Qualquer coisa vindo de Woody Allen
já não se pode prever alguma coisa. Sua idéia nesse filme
é totalmente criativa, acho que só o Woody Allen mesmo para ter
essa idéia. Dê uma olhadinha na história e comprove: Cecilia
(Mia Farrow, de "O Bebê de Rosemary") é uma garçonete
trabalhadora que tem de ficar sustentando o vagabundo do marido. Ele nunca quer
acompanhá-la ao cinema e prefere ficar com os amigos jogando. Então
o único acompanhante que Cecilia tem para ir ao cinemaé o fiel
saquinho de pipoca!
Até aí tudo normal,
agora que começa a coisa mais estranha: Cecilia sempre vai assistir ao
mesmo filme (cidade pequena, um cinema apenas). Indo pela quinta vez ao cinema,
um fato bizarro acontece: o personagem Tom Baxter (Jeff Daniels) vê a
garota ali mais uma vez sentada vendo o filme e começa a falar com ela.
Ele acaba saindo das telas e diz amar Cecilia!!!
Então começa a história
de amor mais esquisita que você, eu, ou qualquer outra pessoa já
viu. O caso começa a se espalhar e os executivos tem de levar o personagem
de volta para as telas. Gil Sheperd (Jeff Daniels) é o ator que interpreta
o Tom, ele vendo que seu sucesso pode ser ameaçado resolve ir para a
errado
pequena cidade e achar aquilo que ele criou, aliás, os roteiristas criam,
mas ele deu vida!! Até ele também se apaixonar por Cecilia!
O grande mérito desse filme
é o espectador jamais saber como a história irá acabar.
Por isso ficamos atentos a cada minuto do filme, além de conseguir ser
muito engraçado.
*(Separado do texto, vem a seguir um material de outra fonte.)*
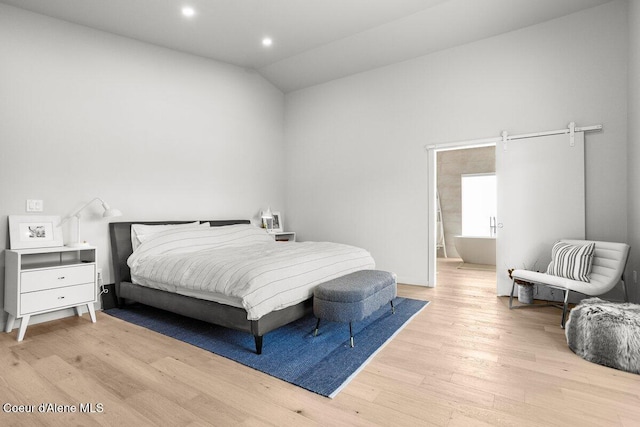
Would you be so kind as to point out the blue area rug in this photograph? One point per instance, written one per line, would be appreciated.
(323, 364)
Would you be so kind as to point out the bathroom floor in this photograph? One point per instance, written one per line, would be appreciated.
(449, 275)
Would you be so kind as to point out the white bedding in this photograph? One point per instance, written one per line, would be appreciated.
(241, 265)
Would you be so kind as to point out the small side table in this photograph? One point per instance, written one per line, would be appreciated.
(283, 236)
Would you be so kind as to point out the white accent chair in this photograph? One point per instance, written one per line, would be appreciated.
(607, 270)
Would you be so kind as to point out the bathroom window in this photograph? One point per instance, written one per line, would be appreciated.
(478, 204)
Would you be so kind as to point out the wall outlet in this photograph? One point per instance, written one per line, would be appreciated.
(35, 205)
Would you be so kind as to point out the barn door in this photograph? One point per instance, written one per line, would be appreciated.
(541, 199)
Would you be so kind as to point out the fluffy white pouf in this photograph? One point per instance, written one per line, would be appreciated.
(606, 333)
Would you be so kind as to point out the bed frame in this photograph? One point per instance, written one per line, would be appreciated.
(208, 311)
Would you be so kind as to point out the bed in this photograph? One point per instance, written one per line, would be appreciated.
(236, 311)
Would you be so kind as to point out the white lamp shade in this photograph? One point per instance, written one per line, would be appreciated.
(110, 213)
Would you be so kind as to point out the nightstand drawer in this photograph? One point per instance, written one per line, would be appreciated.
(31, 281)
(56, 298)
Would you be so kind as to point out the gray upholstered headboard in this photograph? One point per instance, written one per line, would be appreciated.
(121, 248)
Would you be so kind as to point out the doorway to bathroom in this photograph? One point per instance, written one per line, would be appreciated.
(466, 195)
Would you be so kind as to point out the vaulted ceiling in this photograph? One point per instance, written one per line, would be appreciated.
(313, 41)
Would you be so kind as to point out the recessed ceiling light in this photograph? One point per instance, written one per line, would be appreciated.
(188, 11)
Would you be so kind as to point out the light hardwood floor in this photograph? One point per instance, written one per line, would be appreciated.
(466, 360)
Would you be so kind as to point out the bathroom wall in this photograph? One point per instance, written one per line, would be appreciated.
(452, 164)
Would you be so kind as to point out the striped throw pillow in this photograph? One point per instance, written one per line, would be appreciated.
(571, 261)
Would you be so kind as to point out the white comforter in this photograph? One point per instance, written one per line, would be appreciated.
(241, 265)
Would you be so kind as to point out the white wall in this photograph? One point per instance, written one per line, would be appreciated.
(156, 133)
(356, 167)
(634, 146)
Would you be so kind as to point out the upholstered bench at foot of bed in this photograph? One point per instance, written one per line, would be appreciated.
(353, 297)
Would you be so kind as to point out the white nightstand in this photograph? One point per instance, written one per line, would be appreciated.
(283, 236)
(48, 279)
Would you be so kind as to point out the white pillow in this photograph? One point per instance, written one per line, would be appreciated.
(139, 232)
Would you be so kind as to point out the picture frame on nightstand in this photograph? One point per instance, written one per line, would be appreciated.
(34, 231)
(277, 223)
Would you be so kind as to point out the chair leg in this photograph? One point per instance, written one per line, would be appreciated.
(350, 335)
(564, 308)
(513, 285)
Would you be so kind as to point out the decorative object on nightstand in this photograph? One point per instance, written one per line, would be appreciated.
(278, 223)
(34, 231)
(267, 219)
(108, 213)
(41, 280)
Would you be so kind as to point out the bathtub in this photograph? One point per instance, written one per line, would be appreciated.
(476, 250)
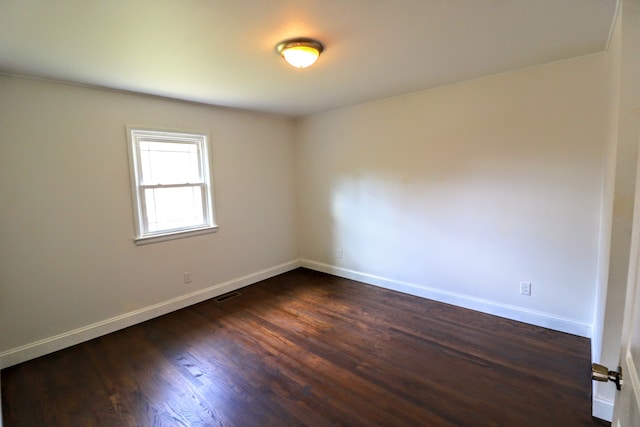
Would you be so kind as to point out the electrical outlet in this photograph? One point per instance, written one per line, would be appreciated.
(525, 288)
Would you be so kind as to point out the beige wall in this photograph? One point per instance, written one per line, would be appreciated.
(460, 193)
(67, 256)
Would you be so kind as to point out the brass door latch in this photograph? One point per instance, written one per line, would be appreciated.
(602, 373)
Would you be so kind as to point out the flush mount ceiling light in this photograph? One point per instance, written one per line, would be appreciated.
(300, 52)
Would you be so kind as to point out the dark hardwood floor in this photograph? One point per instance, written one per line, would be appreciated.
(305, 348)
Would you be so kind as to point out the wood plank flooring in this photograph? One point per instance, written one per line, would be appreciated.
(305, 348)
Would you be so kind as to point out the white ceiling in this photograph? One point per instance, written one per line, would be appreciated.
(222, 52)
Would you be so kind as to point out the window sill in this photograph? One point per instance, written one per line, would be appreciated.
(176, 235)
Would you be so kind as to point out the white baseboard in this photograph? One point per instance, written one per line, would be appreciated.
(85, 333)
(602, 408)
(485, 306)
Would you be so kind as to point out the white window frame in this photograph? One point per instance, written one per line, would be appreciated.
(135, 135)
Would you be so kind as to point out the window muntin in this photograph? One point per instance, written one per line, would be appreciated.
(171, 184)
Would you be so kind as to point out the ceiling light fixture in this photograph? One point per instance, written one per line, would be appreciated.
(300, 52)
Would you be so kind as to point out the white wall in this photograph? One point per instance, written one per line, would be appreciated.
(462, 192)
(624, 63)
(67, 256)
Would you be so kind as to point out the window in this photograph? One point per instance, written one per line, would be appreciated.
(171, 183)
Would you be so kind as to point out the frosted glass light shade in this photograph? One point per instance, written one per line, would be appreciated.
(300, 53)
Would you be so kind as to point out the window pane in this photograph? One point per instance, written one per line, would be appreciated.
(170, 208)
(169, 163)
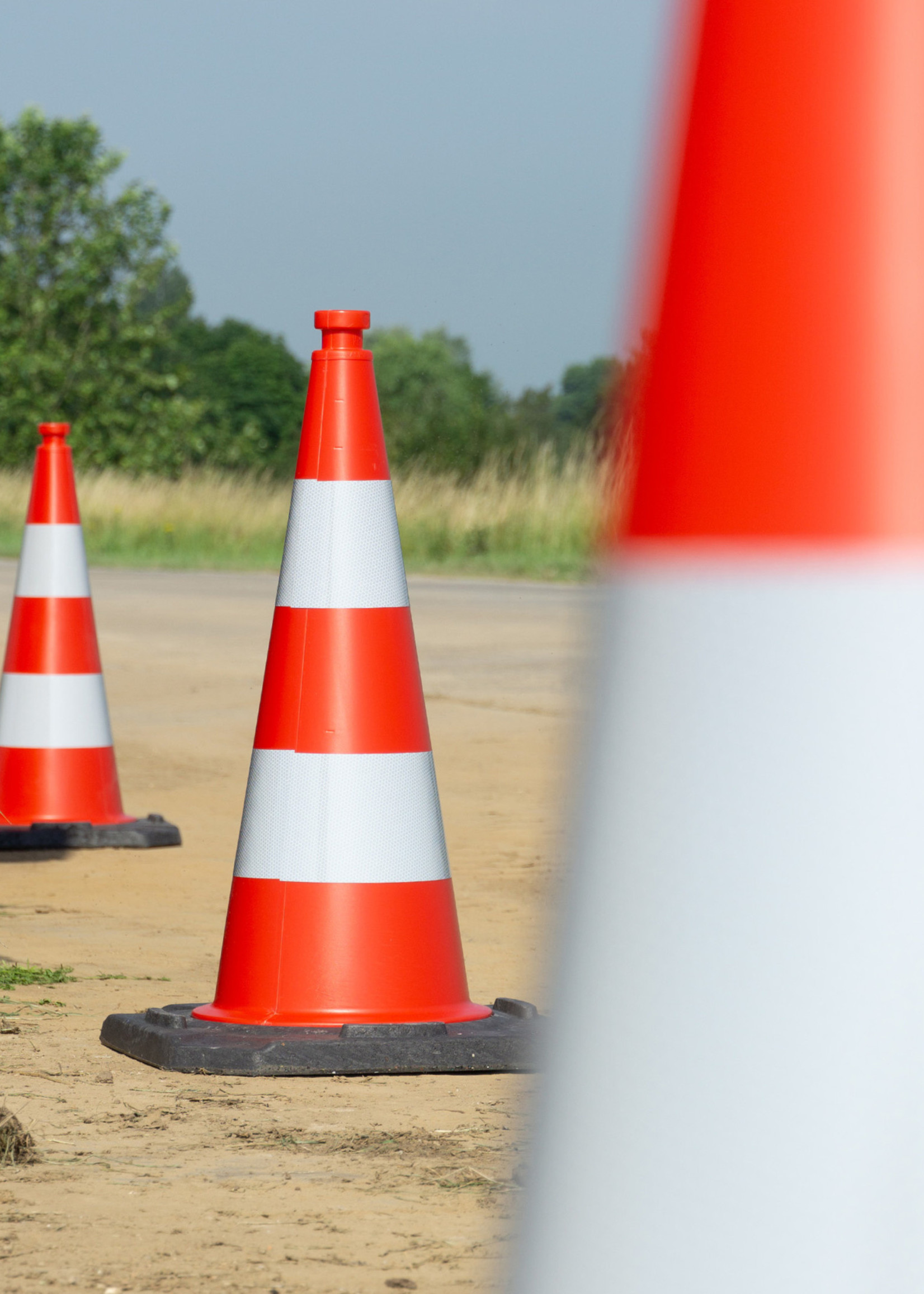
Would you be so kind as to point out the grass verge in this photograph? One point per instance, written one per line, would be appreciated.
(536, 523)
(13, 973)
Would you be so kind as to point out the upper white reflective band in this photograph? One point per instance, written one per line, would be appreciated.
(342, 548)
(54, 710)
(342, 818)
(737, 1056)
(52, 563)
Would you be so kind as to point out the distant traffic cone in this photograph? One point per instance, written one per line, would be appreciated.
(737, 1077)
(342, 910)
(57, 766)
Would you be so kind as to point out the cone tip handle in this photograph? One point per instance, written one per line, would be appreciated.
(342, 330)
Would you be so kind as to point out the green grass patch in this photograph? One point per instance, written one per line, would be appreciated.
(538, 523)
(15, 973)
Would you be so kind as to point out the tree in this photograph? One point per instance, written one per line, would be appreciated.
(436, 410)
(83, 336)
(253, 390)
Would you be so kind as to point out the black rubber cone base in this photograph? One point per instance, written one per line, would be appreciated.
(170, 1038)
(150, 832)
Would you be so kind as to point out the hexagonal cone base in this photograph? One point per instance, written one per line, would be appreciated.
(150, 832)
(170, 1038)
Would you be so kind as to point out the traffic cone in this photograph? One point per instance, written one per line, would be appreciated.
(342, 911)
(59, 786)
(737, 1071)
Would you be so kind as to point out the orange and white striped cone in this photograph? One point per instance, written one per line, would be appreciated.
(342, 918)
(737, 1065)
(59, 786)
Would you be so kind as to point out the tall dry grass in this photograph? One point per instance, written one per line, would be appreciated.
(538, 520)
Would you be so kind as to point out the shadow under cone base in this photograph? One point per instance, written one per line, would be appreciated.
(150, 832)
(172, 1038)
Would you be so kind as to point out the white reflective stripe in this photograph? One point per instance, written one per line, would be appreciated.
(52, 563)
(54, 710)
(342, 548)
(342, 818)
(737, 1056)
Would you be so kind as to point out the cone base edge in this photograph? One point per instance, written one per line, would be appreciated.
(455, 1014)
(171, 1038)
(150, 832)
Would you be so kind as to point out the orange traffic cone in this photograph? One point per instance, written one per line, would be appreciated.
(342, 911)
(738, 1063)
(59, 786)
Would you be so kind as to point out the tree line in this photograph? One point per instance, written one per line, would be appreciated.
(97, 328)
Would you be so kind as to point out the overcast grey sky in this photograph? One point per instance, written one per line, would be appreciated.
(473, 163)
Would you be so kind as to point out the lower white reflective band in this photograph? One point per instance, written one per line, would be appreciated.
(737, 1053)
(54, 710)
(52, 563)
(342, 548)
(342, 818)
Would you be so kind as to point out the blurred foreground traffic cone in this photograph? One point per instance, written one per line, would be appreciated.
(59, 786)
(737, 1089)
(342, 915)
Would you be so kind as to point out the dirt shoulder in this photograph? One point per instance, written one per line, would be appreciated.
(165, 1182)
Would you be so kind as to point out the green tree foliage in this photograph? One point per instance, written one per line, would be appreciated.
(82, 337)
(96, 329)
(253, 390)
(436, 410)
(579, 415)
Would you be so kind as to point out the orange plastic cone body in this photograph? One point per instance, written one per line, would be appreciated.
(737, 1059)
(342, 907)
(56, 747)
Destaco os momentos onde os outros personagens do "filme"
ficam discutindo. Mas o mais hilário mesmo é quanto o Tom Baxter
está tentando aprender o mundo real, a cena onde ele sai com uma garota
de programa sem saber é nota 1000. Woody Allen teve idéias perfeitas
para aproveitar a ingenuidade do personagem.
O elenco do filme foi uma das armas
de Allen. Além do excelente roteiro escrito por ele, o elenco foi fundamental
para o bom rendimento do filme. Mia Farrow em filme dele é comum (já
que sua filmografia se divide em duas: Farrow e Diane Keaton), e aqui ela está
sensacional. O destaque fica para o Jeff Daniels, não consigo imaginar
nenhum outro ator em seu lugar, e pensar que o Michael Keaton começou
a rodar o filme no papel mas acabou sendo rejeitado por Allen. Jeff se sai excelentemente
bem na pele do personagem do "filme" e na pele do ambicioso e interesseiro
ator rumo ao estrelato.
"A Rosa Púrpura do Cairo"
é um filme sensacional. Mesmo sendo curtinho, o filme tem um conteúdo
incrível. O roteiro de Allen é perfeito, diálogos cheios
de beliscos, situações das mais inacreditáveis, um enredo
que ninguém poderia imaginar, só mesmo o Woody Allen. Resumindo
em poucas palavras: não é a toa que entre todos os filmes que
já dirigiu Woody Allen assume publicamente que esse é o seu preferido.
Imperdível."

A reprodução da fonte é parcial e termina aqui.